Another big change in the new system, across Microsoft including SMSG, is that employees will be getting regular feedback from their managers on how they are doing on their core priorities, with adjustments to their annual goals made throughout the year. They will no longer be reliant on an annual review, our source said.
Microsoft’s stack-ranking was former CEO Steve Ballmer’s preferred employee review system, and was blamed for everything from poor employee morale to a system that “crippled Microsoft’s ability to innovate,” according to a 2012 expose on Microsoft’s culture published by Vanity Fair.
Ballmer didn’t invented it, nor is Microsoft the only tech company that used it. GE’s CEO Jack Welch is credited with making it popular in the 1980’s. He called it Rank and Yank meaning the bottom 10% would get fired, reports Forbes. We’ve heard from employees at other large tech companies who tell us they have experienced the same sort of thing.
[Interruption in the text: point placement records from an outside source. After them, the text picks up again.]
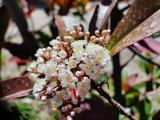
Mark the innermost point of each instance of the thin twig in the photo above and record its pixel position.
(127, 61)
(114, 103)
(143, 57)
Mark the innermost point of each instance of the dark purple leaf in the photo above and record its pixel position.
(151, 45)
(144, 30)
(15, 87)
(137, 13)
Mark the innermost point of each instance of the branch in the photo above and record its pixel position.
(114, 103)
(127, 61)
(143, 57)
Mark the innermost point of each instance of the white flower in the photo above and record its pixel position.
(62, 54)
(57, 100)
(51, 68)
(54, 43)
(62, 73)
(66, 77)
(83, 87)
(40, 60)
(53, 54)
(33, 76)
(39, 52)
(32, 66)
(41, 68)
(39, 85)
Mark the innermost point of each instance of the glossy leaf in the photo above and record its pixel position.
(145, 29)
(16, 87)
(137, 13)
(151, 45)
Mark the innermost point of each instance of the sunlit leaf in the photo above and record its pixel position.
(145, 29)
(151, 45)
(15, 87)
(137, 13)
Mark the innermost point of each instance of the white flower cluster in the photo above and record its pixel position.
(63, 72)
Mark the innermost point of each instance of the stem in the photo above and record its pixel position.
(114, 103)
(143, 57)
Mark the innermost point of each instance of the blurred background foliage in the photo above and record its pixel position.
(26, 25)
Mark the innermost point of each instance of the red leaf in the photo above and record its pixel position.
(15, 87)
(151, 44)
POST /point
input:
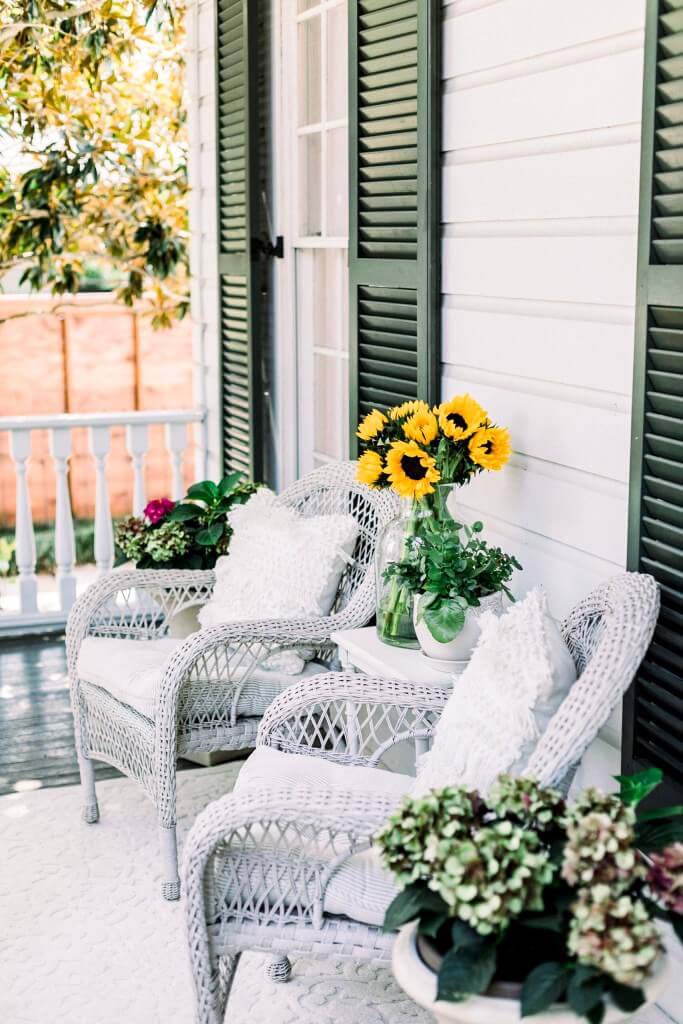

We also know that Cisco has just implemented some sort of employee ranking, too. It recently used it to determine “the bottom 15%” and the top 2%, according to a recording of an internal employee meeting that Business Insider listened to. Cisco is also involved in another layoff, its fourth annual layoff in four years. However, the bottom won’t be automatically cut, Cisco said in that meeting, but will get extra help and training.